La Policía disparó balas de goma y gases lacrimógenos contra una multitud encolerizada en Savar, en los alrededores de la capital Dacca, donde el Rana Plaza, un edifico de ocho pisos, se derrumbó el miércoles como un castillo de naipes.

Las organizaciones de defensa de los obreros del sector textil en Bangladesh imputan la responsabilidad de los numerosos accidentes en este lucrativo sector a los patrones sin escrúpulos, a la negligencia del gobierno y a la indiferencia de las firmas de ropa occidentales, más preocupadas por los costos de producción que por la seguridad.

Al menos 304 personas murieron en el derrumbe, el miércoles, de un edificio en el que funcionaban cinco talleres de confección, un nuevo accidente en este sector, que generó el año pasado US$20,000 millones a la exportación, y que contribuyó a que la etiqueta “Made in Bangladesh” ingresara en casi todos los hogares occidentales.

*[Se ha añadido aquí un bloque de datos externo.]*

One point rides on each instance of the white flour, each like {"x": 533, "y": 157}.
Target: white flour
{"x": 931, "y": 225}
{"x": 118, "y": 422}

Algunos empleados del sector textil que trabajaban en el edificio Rana Plaza de Savar, en la periferia de Dacca, recibían US$37 por mes para fabricar prendas destinadas, entre otras marcas, a la británica Primark.

Solo esta cadena de ropa de bajo precio, Primark, reconoció que uno de sus abastecedores estaba en el Rana Plaza. “El grupo está impactado y profundamente entristecido por este accidente espantoso en Savar, y manifiesta sus condolencias a todas las personas afectadas”, según un comunicado.

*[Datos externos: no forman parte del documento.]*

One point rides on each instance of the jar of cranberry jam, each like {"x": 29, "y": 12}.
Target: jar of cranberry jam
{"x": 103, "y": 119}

La marca española de ropa Mango reconoció el jueves que había hecho un pedido de 25,000 artículos a un taller de confección situado en este edificio, y precisó que se trataba “solo” de muestras.

La portavoz del grupo, Marta Soler Morera, dijo que los pedidos --de los que al menos cuatro se hicieron en enero y marzo--, “solo eran muestras”, en un mensaje electrónico dirigido a la AFP.

El estadounidense Walmart dijo que está investigando las acusaciones de que en el edificio había abastecedores suyos.

El italiano Benetton negó cualquier vínculo, aunque documentos mostrados por organizaciones defensoras de los trabajadores muestran que hizo pedidos el pasado septiembre.